When we opened up her scalp and drilled out a wallet-sized chunk of skull so we could access the tumor we were impressed again with the size of the lesion. It was a dark grey mushy mass of tissue inside the ivory white brain tissue, and it took us quite some time to dissect it carefully away from the healthy normal brain tissue, especially since these tumors are so vascular (which means they bleed whenever you touch them). We did finally get her tumor out and filled up the hole with saline so her brain wouldn't collapse back into the hole. We carefully sewed back the layers covering the brain and then I got to screw the flap of skull back on and we closed her scalp.

To my amazement she was only a little nauseated when she woke up. Then when I saw her in the ICU the next morning, she actually smiled! Wow, she hadn't done that for some time. By the third day after her operation she was joking, planning out her holiday preparations and was trying to make up for lost time in the energy department. I am not sure if her husband will be thanking us or not since she lost her energy gradually so he could get used to it, but now she had it all back over the space of 3 days, which has to be quite the shock.

Makes me especially grateful for what I have and how blessed I am. Also makes me feel very safe and secure to know that I have a personal relationship with God, and that He is so steadfast and dependable. Living is so unpredictable in itself, with seemingly random tragedy and elation waiting for each of us around the corner. I sure do not depend on my body for satisfaction or function tomorrow. I can either be cynical and sour about not being able to know that I too won't end up under the lights with my brain exposed, or else I can just accept that uncertainty and take solace in the odds and put my confidence and trust and life in the hands of the Creator and see what it is He would like my body to be doing during the time it is here.

Another guy we took some brain tumor from won't be so blessed.

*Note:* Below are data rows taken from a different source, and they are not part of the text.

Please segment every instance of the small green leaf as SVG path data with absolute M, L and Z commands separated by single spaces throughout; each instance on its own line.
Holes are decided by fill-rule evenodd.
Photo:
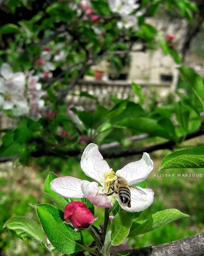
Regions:
M 204 167 L 204 146 L 174 152 L 163 160 L 159 170 Z
M 60 209 L 63 211 L 65 206 L 71 202 L 71 200 L 69 198 L 64 198 L 59 196 L 51 189 L 50 182 L 56 178 L 59 178 L 59 176 L 55 173 L 51 172 L 49 173 L 45 182 L 44 192 L 46 196 L 55 202 L 59 206 Z
M 113 245 L 120 244 L 128 236 L 132 224 L 133 216 L 132 212 L 126 212 L 120 208 L 110 225 Z
M 202 104 L 204 110 L 204 82 L 202 78 L 195 73 L 192 68 L 185 66 L 179 68 L 181 74 Z
M 133 222 L 128 236 L 134 236 L 147 233 L 184 217 L 189 217 L 189 215 L 181 212 L 177 209 L 167 209 L 157 212 L 147 220 Z
M 169 53 L 176 63 L 177 64 L 180 63 L 181 59 L 177 51 L 174 49 L 170 48 L 169 49 Z
M 128 250 L 126 250 L 124 251 L 121 251 L 121 252 L 118 252 L 118 253 L 120 255 L 122 256 L 128 256 L 130 252 L 130 251 Z
M 63 222 L 63 213 L 50 204 L 37 204 L 37 216 L 45 232 L 53 246 L 58 251 L 71 254 L 82 250 L 83 237 L 79 231 Z
M 1 34 L 10 34 L 11 33 L 18 33 L 20 31 L 19 27 L 15 24 L 9 23 L 2 26 L 0 28 Z
M 15 236 L 23 240 L 31 238 L 51 253 L 46 245 L 45 237 L 42 228 L 36 222 L 24 216 L 15 216 L 9 219 L 4 225 Z
M 183 130 L 188 132 L 190 109 L 188 106 L 182 101 L 175 103 L 176 115 L 178 122 L 181 125 Z
M 110 228 L 110 222 L 109 220 L 109 223 L 107 227 L 105 241 L 103 246 L 102 253 L 104 255 L 109 255 L 111 248 L 111 230 Z
M 139 103 L 140 104 L 143 103 L 145 101 L 145 97 L 143 94 L 141 86 L 138 84 L 133 83 L 131 87 L 135 93 L 138 96 Z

He is pretty devastated and upset given the fact that his tumors, unlike the lady above, are not primary brain tumors but they are metastases from lung cancer that has not yet been located. He has a 10 or less percent 5-year survival and he is very much into his body. He did smoke for years and years until he had a heart attack. He then started working out with the same enthusiasm he used to smoke with, ate all natural stuff and paid close attention to his body. What he gets from that is metastatic brain cancer that will buy him radiation and chemotherapy and a very low chance of making it more than 2 or 3 years from now. Unfortunately he worshiped his body, so he is devastated about it.

I have been thinking about him some lately, and hope I get to see him again sometime as the time he spent in the hospital was very busy for us... I never got a chance to talk with him about God more than just passing one-line comments to ascertain his openness to the subject, which seemed to indicate he was as he has no family and only a few friends around here. I will keep praying he will come to know God in a way that allows him to place his life in His hands (as if it is not already, you know?).

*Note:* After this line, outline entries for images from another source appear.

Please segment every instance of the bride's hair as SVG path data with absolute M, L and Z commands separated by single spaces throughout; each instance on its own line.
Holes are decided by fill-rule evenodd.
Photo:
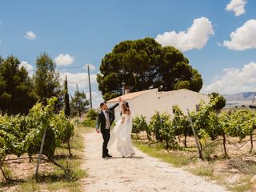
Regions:
M 122 110 L 121 112 L 121 115 L 122 114 L 130 114 L 130 107 L 129 107 L 129 103 L 127 102 L 124 102 L 122 103 Z

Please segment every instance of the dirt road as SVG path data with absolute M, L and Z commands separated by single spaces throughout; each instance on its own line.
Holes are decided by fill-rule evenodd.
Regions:
M 226 191 L 222 186 L 173 167 L 137 149 L 133 158 L 122 158 L 110 149 L 113 158 L 102 159 L 102 138 L 96 133 L 85 135 L 85 145 L 83 169 L 87 169 L 89 174 L 82 180 L 85 191 Z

Well, that is what I have been dealing with the past week or so, along with many other patients as well. My stretch of being on call has come to a close so I get to enjoy Thanksgiving at home with the family and even get this weekend off, except I have to go in tomorrow because we are opening up a few more brains and spines.

We hope you all have a good Thanksgiving and have ability to be thankful for the blessings you have undeservedly been given.